Collage 1946-1949

2014-10-07 - 2014-11-21

Description

For Marian Warzecha, who took up collage in the late 1940s (N.B. after the end of the Second World War), it was a natural way to express his attitude to the world around him. Youthful rebellion towards the set customs and ways of thinking, more importantly the current forms of
artistic expression and the accepted language within the contemporary environment of Krakow artists all pushed him towards further experimentation. His quest found its form in the shape of precisely composed collages. These were works created for his own use, unconstrained by the pressure of the environment.

Warzecha often stresses that the work he produced from 1946 to 1949 was an experiment with Cubism, or to be more precise with more categorical Formism, if talking about the principle applied.

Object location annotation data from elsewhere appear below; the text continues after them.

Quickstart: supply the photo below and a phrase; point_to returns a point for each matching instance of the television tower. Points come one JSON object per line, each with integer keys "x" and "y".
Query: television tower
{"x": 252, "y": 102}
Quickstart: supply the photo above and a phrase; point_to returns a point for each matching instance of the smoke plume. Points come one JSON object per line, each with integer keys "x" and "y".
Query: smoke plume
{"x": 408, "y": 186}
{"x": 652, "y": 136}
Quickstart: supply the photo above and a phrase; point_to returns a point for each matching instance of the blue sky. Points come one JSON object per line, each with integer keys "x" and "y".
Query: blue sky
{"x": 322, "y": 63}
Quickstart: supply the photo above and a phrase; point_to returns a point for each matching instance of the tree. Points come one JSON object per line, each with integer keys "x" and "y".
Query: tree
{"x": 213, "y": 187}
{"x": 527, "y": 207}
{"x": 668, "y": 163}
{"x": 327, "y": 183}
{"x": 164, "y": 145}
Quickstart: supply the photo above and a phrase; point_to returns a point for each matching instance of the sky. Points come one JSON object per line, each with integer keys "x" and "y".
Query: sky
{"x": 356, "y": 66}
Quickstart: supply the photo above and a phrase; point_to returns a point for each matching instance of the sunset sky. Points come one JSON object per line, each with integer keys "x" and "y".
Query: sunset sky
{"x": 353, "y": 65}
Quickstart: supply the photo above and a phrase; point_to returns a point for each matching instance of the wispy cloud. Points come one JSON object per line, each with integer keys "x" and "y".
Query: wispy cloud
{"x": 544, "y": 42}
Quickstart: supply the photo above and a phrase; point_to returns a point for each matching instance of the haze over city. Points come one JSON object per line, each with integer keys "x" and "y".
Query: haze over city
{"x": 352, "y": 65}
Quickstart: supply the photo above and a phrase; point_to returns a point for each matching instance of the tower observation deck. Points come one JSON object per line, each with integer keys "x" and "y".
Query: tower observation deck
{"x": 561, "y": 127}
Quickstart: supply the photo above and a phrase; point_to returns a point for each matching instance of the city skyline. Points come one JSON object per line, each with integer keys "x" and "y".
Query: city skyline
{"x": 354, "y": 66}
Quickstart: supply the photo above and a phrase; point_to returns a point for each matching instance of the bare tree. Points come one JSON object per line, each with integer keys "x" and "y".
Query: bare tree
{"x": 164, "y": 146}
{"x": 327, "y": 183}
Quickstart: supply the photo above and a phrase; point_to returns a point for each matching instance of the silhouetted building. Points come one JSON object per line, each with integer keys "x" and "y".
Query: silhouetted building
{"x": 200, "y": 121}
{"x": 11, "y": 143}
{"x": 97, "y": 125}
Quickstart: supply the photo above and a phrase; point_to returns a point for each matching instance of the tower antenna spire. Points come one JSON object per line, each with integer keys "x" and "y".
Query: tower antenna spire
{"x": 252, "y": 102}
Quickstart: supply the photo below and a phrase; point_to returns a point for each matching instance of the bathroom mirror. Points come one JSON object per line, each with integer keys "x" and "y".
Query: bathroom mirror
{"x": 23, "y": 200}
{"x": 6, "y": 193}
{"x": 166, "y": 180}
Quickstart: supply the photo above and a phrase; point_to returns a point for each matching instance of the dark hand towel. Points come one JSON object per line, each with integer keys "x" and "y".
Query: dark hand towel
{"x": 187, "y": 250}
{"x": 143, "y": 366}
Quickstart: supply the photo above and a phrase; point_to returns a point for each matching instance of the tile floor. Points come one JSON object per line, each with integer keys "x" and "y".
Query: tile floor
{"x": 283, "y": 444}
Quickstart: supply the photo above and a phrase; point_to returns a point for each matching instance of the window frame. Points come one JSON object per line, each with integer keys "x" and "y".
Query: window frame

Yet he did not stop at purely structural issues. As Warzecha stresses in these early
experiments with the language of artistic expression, his aim was to present harmonised material. At other times his work considered the theme of space, its division and what caused one particular plane to be construed as closer, and another as further away. The aim was to achieve a space that is not defined in terms of the rest. In other words he aspired to make the connections between each of the elements unsteady, so that their relationship to each other, but also to the entire
composition should be disturbed – he did not convey reality or the laws that apply to it. A fault in space and its illogicality were the values he sought.